This may be the travel mission of our books. Abstract narration, weird or unconscious thoughts difficult to be understood, but always genuine and full of life experiences, these are stories of life that can’t be overlooked easily.

This may be the start of something amazing.

Chapter One

He headed up Franklin and Bromfield in the gray, cool day to his newest hidden-in-plain-sight hideaway—an iron bench in the far corner of the cemetery next to the old Park Street Church. It wasn’t really hidden in plain sight, since the bench was in full view of Tremont Street and all its passing cars and pedestrians. But what Zach had quickly discovered after his first couple brief stops on the bench (once to get out of the hot late-day sun, another time to escape a belligerent vagrant) was that if you were sitting alone and contemplative in a graveyard, people assumed you were in mourning and left you alone.
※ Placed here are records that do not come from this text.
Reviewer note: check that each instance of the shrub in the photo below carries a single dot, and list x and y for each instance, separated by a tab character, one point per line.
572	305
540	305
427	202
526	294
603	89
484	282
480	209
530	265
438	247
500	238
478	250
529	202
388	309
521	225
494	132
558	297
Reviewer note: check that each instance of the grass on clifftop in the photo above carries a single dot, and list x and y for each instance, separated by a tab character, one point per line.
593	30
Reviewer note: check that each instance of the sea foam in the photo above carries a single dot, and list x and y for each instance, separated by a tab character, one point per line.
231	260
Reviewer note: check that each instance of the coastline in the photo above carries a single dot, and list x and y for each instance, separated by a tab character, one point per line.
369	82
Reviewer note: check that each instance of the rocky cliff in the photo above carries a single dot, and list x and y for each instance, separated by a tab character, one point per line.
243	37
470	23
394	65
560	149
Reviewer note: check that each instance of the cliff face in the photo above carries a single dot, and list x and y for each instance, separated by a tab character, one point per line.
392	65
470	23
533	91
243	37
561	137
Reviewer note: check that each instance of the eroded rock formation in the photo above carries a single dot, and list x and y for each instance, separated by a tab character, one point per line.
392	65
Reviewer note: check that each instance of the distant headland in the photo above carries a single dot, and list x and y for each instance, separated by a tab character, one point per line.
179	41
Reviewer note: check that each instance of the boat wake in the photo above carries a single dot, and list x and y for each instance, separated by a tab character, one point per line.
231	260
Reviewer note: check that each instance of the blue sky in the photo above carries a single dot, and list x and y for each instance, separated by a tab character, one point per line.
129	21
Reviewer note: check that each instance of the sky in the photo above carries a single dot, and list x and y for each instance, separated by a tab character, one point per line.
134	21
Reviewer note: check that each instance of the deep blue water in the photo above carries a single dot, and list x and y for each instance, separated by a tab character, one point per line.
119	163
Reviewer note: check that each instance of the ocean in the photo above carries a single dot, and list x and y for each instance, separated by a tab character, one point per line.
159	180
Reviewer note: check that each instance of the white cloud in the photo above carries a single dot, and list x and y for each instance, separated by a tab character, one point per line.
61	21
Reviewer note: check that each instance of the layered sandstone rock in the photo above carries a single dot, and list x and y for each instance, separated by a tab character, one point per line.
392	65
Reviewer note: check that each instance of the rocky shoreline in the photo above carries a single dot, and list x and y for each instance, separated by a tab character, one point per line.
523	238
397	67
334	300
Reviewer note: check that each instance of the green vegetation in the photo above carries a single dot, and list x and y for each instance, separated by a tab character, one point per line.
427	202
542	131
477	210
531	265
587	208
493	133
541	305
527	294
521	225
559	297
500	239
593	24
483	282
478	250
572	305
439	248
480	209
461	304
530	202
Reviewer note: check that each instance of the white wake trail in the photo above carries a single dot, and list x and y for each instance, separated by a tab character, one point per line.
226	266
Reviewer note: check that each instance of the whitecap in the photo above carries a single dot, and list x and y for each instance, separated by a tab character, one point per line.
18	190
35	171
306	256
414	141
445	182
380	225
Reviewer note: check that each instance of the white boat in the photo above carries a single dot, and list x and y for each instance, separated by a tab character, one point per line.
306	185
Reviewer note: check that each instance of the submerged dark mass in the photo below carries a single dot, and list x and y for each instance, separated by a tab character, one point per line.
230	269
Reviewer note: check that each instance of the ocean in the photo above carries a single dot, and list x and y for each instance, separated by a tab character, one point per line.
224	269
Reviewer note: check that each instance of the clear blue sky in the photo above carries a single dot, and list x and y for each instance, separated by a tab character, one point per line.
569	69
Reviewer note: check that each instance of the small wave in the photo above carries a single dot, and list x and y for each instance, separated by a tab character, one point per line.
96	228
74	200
Whether they did this out of respect or fear mattered little to Zach (and he was after all carrying a burden that felt like mortal loss). What mattered is that no one, not once, bothered him while he was sitting on that bench.

So naturally he headed for that spot with his new burden (or would it be freedom?) burning a metaphorical hole in his breast pocket. Under normal circumstances, today would’ve been too cold to sit in the shady and damp graveyard clothed in nothing more than his sportcoat over a button-down striped Oxford cloth shirt with a burgundy wool tie (Ed Denning demanded that all his male employees wear a shirt and tie) and khaki pants. But Zach didn’t feel the chill in the air or the cool slats of the bench that dampened his butt. All he felt was the letter—first in his pocket then in his fingers as he tore a ragged opening in the envelope’s top edge and removed the single sheet of linen stationery that had been folded in perfect thirds. He unfolded it to reveal a page of single-spaced typewritten text with only the salutation and the closing signature hand-written in a black-ink deliberate scrawl.

Dear Zachary Sandstrom—

Please pardon my tardiness. Your generous letter and manuscript arrived at a time when I was buried under a mountain of term papers and tests. They promptly became buried under their own mountain of ensuing correspondence only to be unearthed this morning by my faithful housekeeper, six months to the day since you sent them. Again, my apologies for the delay in responding; and my thanks for your letter and the stories and scenes.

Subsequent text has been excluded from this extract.